Constrained Mean Shift Using Distant Yet Related Neighbors for Representation Learning

Abstract

We are interested in representation learning in self-supervised, supervised, or semi-supervised settings. The prior work on applying mean-shift idea for self-supervised learning, MSF, generalizes the BYOL idea by pulling a query image to not only be closer to its other augmentation, but also to the nearest neighbors (NNs) of its other augmentation. We believe the learning can benefit from choosing far away neighbors that are still semantically related to the query. Hence, we propose to generalize MSF algorithm by constraining the search space for nearest neighbors.
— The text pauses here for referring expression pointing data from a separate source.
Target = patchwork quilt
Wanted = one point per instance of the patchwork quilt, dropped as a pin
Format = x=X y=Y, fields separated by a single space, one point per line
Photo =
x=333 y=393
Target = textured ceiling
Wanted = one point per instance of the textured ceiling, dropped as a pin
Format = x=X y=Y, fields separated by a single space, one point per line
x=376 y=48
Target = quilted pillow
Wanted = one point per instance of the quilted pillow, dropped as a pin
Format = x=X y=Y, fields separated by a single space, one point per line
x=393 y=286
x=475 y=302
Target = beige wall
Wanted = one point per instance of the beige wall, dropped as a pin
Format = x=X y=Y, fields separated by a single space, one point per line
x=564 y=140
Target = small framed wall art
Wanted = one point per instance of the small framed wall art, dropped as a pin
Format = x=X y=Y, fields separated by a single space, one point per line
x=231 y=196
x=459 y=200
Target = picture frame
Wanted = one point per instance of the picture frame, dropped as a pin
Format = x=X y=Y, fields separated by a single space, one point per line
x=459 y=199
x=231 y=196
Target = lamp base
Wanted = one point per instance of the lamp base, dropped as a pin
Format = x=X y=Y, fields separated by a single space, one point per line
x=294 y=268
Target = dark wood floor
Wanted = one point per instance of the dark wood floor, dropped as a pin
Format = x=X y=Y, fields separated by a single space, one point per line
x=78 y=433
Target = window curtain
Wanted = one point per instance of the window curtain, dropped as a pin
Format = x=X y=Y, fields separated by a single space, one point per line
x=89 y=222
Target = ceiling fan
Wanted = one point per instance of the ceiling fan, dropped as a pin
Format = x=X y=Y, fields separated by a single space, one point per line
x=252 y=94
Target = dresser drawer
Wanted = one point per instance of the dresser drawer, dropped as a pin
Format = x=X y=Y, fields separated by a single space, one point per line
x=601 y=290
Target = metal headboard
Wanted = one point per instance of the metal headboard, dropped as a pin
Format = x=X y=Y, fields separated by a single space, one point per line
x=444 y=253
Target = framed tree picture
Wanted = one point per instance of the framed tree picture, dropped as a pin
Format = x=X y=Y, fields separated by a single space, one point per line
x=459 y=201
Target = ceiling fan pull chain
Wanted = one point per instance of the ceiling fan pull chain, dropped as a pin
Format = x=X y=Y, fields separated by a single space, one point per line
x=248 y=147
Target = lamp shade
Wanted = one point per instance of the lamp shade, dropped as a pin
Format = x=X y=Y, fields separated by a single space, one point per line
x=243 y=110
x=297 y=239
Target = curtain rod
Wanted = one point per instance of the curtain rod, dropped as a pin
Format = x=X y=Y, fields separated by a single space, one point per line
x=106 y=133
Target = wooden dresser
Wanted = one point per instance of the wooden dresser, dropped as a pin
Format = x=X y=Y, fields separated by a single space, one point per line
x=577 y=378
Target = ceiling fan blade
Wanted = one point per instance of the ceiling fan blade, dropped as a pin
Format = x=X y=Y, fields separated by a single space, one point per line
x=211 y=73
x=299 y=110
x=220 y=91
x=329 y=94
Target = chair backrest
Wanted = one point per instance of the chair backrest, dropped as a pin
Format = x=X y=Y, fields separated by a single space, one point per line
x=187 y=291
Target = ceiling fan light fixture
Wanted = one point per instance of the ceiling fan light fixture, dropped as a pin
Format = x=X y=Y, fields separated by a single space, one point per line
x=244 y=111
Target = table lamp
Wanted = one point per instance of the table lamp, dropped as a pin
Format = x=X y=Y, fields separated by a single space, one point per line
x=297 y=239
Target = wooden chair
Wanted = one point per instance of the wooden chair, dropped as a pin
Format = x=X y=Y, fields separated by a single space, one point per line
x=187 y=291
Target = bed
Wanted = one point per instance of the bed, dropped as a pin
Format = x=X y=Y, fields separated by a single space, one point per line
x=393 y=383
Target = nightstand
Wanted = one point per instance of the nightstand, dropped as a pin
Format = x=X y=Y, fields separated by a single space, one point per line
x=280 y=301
We show that our method outperforms MSF in SSL setting when the constraint utilizes a different augmentation of an image, and outperforms PAWS in semi-supervised setting with less training resources when the constraint ensures the NNs have the same pseudo-label as the query.

Contributions

We argue that the top-k neighbors are close to the query image by construction, and thus may not provide a strong supervision signal. We are interested in choosing far away (non-top) neighbors that are still semantically related to the query image. This cannot be trivially achieved by increasing the number of NNs since the purity of retrieved neighbors decreases with increasing k , where the purity is defined as the percentage of the NNs belonging to the same semantic category as the query image.
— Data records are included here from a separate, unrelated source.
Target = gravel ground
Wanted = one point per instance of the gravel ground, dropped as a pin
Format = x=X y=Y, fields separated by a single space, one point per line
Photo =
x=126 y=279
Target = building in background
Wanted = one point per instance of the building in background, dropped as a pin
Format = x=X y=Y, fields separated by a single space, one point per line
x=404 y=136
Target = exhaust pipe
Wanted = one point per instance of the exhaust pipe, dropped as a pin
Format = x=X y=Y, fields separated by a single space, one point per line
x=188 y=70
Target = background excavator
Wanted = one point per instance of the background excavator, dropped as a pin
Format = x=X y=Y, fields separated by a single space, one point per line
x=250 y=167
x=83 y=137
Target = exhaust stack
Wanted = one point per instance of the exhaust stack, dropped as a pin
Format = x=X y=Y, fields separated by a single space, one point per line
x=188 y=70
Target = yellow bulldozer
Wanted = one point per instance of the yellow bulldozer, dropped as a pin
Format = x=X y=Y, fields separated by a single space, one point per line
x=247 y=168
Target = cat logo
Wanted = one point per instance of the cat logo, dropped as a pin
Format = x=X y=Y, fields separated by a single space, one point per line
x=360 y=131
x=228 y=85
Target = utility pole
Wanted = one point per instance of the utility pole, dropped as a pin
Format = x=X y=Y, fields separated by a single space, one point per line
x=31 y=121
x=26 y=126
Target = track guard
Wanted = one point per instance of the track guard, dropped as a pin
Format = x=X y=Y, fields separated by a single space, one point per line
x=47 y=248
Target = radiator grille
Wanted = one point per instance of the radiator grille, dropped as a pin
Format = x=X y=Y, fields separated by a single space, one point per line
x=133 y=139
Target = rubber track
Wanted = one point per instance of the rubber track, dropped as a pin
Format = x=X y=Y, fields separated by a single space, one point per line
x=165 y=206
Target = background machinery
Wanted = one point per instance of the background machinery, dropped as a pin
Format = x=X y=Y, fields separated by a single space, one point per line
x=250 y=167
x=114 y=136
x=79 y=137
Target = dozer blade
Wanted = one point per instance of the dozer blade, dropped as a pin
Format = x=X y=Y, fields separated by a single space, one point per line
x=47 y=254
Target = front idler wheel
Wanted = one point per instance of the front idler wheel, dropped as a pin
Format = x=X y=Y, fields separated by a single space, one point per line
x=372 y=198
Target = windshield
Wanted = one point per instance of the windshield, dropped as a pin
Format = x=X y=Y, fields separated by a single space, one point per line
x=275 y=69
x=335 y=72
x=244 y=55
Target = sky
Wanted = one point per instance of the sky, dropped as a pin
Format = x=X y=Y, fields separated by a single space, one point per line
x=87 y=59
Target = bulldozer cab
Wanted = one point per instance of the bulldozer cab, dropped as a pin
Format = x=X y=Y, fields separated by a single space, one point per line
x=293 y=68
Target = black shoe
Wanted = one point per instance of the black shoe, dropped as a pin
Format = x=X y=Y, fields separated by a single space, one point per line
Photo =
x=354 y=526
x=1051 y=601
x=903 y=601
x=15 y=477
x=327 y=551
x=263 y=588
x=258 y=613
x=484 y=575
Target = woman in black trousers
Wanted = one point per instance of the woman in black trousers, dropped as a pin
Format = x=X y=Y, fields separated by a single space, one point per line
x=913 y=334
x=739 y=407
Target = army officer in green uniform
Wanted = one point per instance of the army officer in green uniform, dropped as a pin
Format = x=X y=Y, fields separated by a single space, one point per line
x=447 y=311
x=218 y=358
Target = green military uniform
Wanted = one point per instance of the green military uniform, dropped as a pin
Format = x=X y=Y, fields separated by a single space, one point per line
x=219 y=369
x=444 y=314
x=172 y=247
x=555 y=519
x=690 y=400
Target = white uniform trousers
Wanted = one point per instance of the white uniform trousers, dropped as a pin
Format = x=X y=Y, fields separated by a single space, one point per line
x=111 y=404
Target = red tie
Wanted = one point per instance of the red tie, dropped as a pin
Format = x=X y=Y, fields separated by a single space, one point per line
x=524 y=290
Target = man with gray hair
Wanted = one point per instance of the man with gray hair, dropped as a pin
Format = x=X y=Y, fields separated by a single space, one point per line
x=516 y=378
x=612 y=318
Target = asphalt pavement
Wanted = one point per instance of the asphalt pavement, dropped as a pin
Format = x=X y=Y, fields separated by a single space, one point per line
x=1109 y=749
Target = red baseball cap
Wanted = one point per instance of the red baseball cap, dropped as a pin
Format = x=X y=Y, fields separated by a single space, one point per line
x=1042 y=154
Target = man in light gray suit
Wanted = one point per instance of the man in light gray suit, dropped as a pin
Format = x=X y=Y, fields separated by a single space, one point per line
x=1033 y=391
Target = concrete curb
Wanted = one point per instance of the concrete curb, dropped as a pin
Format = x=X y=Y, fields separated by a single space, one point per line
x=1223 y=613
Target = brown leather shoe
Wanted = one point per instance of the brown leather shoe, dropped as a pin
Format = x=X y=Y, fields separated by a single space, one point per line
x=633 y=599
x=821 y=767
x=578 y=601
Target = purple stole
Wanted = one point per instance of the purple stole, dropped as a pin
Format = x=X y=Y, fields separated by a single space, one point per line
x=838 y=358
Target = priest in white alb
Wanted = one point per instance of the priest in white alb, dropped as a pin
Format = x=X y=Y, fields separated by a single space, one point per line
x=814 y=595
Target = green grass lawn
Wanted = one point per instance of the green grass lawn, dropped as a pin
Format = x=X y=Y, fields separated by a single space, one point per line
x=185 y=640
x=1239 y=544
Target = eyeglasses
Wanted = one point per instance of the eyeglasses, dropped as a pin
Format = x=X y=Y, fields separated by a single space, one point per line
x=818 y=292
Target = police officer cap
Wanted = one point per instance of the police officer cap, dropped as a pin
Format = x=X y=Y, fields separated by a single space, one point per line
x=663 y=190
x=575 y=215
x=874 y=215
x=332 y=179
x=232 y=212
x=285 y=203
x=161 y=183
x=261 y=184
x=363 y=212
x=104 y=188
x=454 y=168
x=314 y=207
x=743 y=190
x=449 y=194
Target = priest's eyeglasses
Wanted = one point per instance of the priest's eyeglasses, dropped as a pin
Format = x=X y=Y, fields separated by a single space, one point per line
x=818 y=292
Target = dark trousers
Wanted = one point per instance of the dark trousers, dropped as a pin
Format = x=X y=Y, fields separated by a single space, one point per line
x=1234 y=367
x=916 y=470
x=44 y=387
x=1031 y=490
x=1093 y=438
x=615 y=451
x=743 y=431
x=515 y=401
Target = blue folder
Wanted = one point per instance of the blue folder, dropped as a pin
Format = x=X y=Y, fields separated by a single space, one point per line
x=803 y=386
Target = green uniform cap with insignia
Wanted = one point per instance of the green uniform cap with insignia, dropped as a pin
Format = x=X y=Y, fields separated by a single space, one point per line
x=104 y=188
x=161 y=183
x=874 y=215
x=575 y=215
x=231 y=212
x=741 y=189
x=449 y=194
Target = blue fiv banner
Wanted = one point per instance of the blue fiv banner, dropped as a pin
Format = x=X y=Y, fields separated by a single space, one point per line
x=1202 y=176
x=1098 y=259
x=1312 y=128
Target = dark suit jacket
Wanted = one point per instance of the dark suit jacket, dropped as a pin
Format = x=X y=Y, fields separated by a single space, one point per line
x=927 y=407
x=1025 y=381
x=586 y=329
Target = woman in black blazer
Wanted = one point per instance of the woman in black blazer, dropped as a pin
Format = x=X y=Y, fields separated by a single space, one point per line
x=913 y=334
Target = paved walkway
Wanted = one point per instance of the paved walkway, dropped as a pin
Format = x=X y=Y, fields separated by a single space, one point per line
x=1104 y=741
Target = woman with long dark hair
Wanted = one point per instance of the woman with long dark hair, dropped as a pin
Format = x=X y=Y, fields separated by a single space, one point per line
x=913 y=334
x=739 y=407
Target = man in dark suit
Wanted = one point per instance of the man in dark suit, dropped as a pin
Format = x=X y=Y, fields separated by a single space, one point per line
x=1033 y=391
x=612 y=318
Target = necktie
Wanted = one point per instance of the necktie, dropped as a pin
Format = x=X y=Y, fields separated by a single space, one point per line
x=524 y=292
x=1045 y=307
We generalize MSF[15] method by simply limiting the NN search to a smaller subset that we believe is semantically related to query. We define this constraint to be the NNs of another query augmentation in SSL setting and images sharing the same label or pseudo-label in supervised and semi-supervised settings.

Our experiments show that the method outperforms the various baselines in all three settings with same or less amount of computation in training. It outperforms MSF[15] in SSL, cross-entropy in supervised (with clean or noisy labels), and PAWS[3] in semi-supervised settings.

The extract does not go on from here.